La Nouvelle Quinzaine littéraire, 29 novembre 2014, par Sophie Ehrsam

Traduire, c’est écrire

Les éditions Verdier, dont l’intérêt pour les questions de traduction n’est plus à démontrer, rassemblent dans cet ouvrage des textes de Bernard Simeone, grand traducteur de l’italien : articles, entretien, conférence. Artisan de la langue mais aussi connaisseur des écrits théoriques sur la traduction dont il constate la multiplication, il livre sur l’écriture, la lecture et la traduction (leur corollaire) des réflexions subtiles.

Traduire, c’est écrire. Le traducteur, véritable écrivain, travaille sur la langue, une langue différente de l’original, passée à « l’épreuve de l’étranger » (expression empruntée à Antoine Berman, qui revient plusieurs fois au fil des textes), qui s’adapte sans se dénaturer et adapte le texte sans le dénaturer. Équilibre délicat, y compris quand l’opération se fait entre deux langues proches, comme l’italien et le français. Bemard Simeone, lecteur d’Henri Meschonnic comme d’Yves Bonnefoy, est habile à exposer et dépasser des conceptions différentes de la traduction, par exemple l’opposition traditionnelle entre littéralité et littérarité. Ce mode de raisonnement, aux allures philosophiques, n’est peut-être pas surprenant de la part d’un traducteur aussi chevronné, d’abord parce que la traduction exige de la rigueur et une méfiance vis-à-vis des partis pris, ensuite parce qu’il reproduit à sa manière le processus de traduction, où se conjuguent lecture, analyse et écriture. Il n’est pas anodin que la réflexion, dans ces pages, concerne également la traduction à plusieurs, pratiquée par Bernard Simeone : le dialogue et la dialectique semblent lui convenir, dans le travail comme dans l’écriture et la pensée.
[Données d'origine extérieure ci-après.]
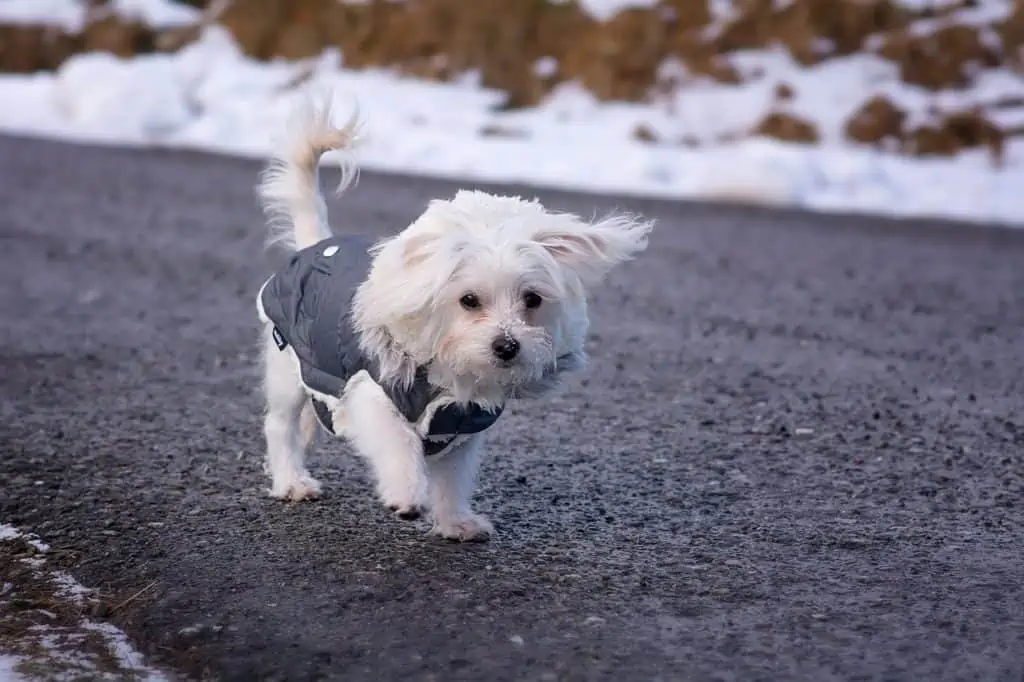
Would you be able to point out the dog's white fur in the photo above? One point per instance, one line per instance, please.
(409, 313)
Sous sa plume, écriture et traduction apparaissent comme des formes de résistance, notamment contre l’omniprésence de la communication – au sens médiatique du terme. Simeone constate l’érosion de la frontière entre l’écriture littéraire et les autres modes de communication : il appelle à « recentrer sur les mots et sur la langue un rapport du public à la littérature qui, de plus en plus fréquemment, ressemble à la lecture de scénarios potentiels pour films à venir » et analyse la dissolution de la distinction entre écriture littéraire et écriture journalistique, revendiquée par certains écrivains transalpins en particulier. Les contours de la littérature se brouillent, la traduction en vient presque à constituer, aux yeux de certains éditeurs du moins, la forme la plus valable de l’écriture – étiquetée comme « reconnue d’utilité publique ».

La traduction est inséparable du temps, « dimension aujourd’hui menacée », non seulement parce qu’il faut, à rebours de l’immédiateté, du temps pour écrire (qu’il s’agisse d’une traduction ou d’autre chose), mais aussi parce qu’une traduction suppose pour ainsi dire une double conscience temporelle, chaque texte (l’original comme le traduit) étant le fruit d’une époque et d’une histoire. C’est si vrai qu’une traduction peut faire date, en appeler d’autres ; la fixation du texte original qu’elle opère n’est jamais qu’un point sur l’asymptote. Pour Bernard Simeone, il s’agit toujours quand on écrit de tendre vers l’indicible inconnaissable.

Sur la question du rapport au temps, le court article « Il y a une voix », publié dans la revue Verso en 1998, à la fois daté et atemporel, est une illustration intéressante, même si ce n’est pas une traduction. À quelques détails près, le texte pourrait s’écrire aujourd’hui : « armes non conventionnelles », « supposés intégristes », « le devoir de mémoire qui donne droit à l’oubli ». Vertige du zapping : « Il y a l’obscène répétition du pire, du “plus jamaisˮ, annoncé, qui s’est déjà produit. Cassandre toujours en retard d’un fax ou d’une page sur le Net. »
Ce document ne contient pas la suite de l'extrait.